Inverno e malanni, si sa, vanno purtroppo spesso a braccetto. Gennaio poi è il classico mese dell’influenza stagionale che, tra i vari problemi di salute del periodo, è quello che più frequentemente richiede un certo periodo di tempo per riprendersi completamente e la necessità di stare a letto nelle giornate di fase acuta della malattia.

Stamattina su un quotidiano locale qui a Zurigo è apparso un articolo secondo cui, a parere di molti datori di lavoro e di alcuni medici, sarebbe assolutamente ragionevole che i dipendenti assenti per l’influenza (anche allo scopo di evitare contagi agli altri colleghi) potessero lavorare da casa, secondo modalità di telelavoro – o home office che dir si voglia – quando le caratteristiche della prestazione lavorativa lo consentano.
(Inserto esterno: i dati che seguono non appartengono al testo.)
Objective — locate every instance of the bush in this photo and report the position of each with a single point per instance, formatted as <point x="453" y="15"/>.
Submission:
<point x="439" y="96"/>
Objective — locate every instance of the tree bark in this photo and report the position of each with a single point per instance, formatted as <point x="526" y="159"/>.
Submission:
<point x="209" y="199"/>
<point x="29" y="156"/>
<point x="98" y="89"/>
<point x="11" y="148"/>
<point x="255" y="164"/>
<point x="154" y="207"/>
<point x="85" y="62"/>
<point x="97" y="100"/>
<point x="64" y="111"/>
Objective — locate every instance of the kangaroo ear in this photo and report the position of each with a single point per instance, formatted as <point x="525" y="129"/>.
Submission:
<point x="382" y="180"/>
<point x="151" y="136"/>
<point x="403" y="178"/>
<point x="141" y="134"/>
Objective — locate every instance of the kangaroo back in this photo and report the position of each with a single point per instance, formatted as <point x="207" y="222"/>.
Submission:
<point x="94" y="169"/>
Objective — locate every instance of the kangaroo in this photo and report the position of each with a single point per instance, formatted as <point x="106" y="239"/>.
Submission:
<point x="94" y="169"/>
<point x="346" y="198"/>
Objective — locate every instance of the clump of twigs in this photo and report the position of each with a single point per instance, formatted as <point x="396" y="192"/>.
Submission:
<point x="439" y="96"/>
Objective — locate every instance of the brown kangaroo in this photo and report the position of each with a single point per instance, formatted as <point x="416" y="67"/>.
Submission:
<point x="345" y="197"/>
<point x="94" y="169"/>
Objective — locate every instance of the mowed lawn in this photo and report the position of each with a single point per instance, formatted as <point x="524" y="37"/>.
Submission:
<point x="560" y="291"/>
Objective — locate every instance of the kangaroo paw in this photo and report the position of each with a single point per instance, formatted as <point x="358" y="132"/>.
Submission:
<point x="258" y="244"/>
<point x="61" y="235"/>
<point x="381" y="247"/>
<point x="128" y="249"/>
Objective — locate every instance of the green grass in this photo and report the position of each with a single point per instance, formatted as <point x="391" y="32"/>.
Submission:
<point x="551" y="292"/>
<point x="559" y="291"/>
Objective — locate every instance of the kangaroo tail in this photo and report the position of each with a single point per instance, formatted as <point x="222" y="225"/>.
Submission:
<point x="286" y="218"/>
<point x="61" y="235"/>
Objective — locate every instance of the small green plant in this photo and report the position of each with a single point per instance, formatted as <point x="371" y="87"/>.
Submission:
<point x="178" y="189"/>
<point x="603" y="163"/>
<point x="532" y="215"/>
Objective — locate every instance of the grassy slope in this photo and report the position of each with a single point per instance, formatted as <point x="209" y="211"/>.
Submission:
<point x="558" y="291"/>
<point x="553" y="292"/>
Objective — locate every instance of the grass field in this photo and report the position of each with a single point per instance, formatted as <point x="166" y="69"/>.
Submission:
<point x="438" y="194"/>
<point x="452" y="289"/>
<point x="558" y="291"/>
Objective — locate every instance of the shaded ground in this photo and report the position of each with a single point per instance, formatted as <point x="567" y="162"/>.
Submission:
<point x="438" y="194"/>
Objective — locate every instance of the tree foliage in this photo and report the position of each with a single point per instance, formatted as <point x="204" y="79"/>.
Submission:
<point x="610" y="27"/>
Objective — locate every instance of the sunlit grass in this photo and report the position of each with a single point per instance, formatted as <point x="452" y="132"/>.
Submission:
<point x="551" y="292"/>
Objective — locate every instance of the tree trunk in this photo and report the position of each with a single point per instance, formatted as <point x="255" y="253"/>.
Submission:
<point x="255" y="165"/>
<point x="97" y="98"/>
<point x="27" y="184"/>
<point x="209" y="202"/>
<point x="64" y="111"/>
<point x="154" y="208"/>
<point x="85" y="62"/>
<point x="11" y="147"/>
Diametralmente opposto il parere delle rappresentanze dei lavoratori, secondo cui “se qualcuno è malato, è malato“.

Personalmente ritengo che andrebbe, come sempre, applicato il buonsenso. Quando si è stesi da febbre alta, dolori e altri simpatici sintomi del genere dubito che si sia nelle migliori condizioni, anche dal punto di vista della opportuna lucidità mentale, per lavorare “seriamente”. Diverso è il caso delle giornate di convalescenza, in cui uno sguardo alle e-mail e qualche telefonata in ufficio non possono di certo fare troppi danni, e anzi possono essere un’opportunità per evitare di combattere al rientro con una montagna di arretrati. Il problema è che quando il buon senso deve essere tradotto in regole generali non sempre i risultati sono di particolare successo.

Qui in Svizzera, però, sono in vigore norme inesistenti in Italia che mi hanno stupito positivamente: esiste la possibilità di essere in malattia per una percentuale del proprio orario di lavoro complessivo, mentre in Italia la condizione di malattia comporta sempre una impossibilità totale al lavoro, fino a guarigione avvenuta (compreso quindi l’eventuale periodo di convalescenza).

Ciò significa che in Svizzera la persona, che magari inizia a stare meglio, ma per cui sarebbe ancora prematuro sopportare una intera giornata di lavoro, potrà lavorare ad orario ridotto fino a quando sarà completamente ristabilita. La maestra di mio figlio, ad esempio, qualche tempo fa ha subito un infortunio, in seguito al quale non ha ancora recuperato interamente la capacità lavorativa, ma a parte il primo periodo di assenza totale dalla scuola, ora è presente al 50% del tempo, riuscendo così a garantire la presenza almeno per le attività più importanti, mentre la restante parte viene coperta da supplenti.

In Italia, invece, ciò non è possibile, se non a fronte di “aggiustamenti informali” tra il lavoratore e l’azienda, che spesso rischiano di creare più problemi che vantaggi ad entrambi.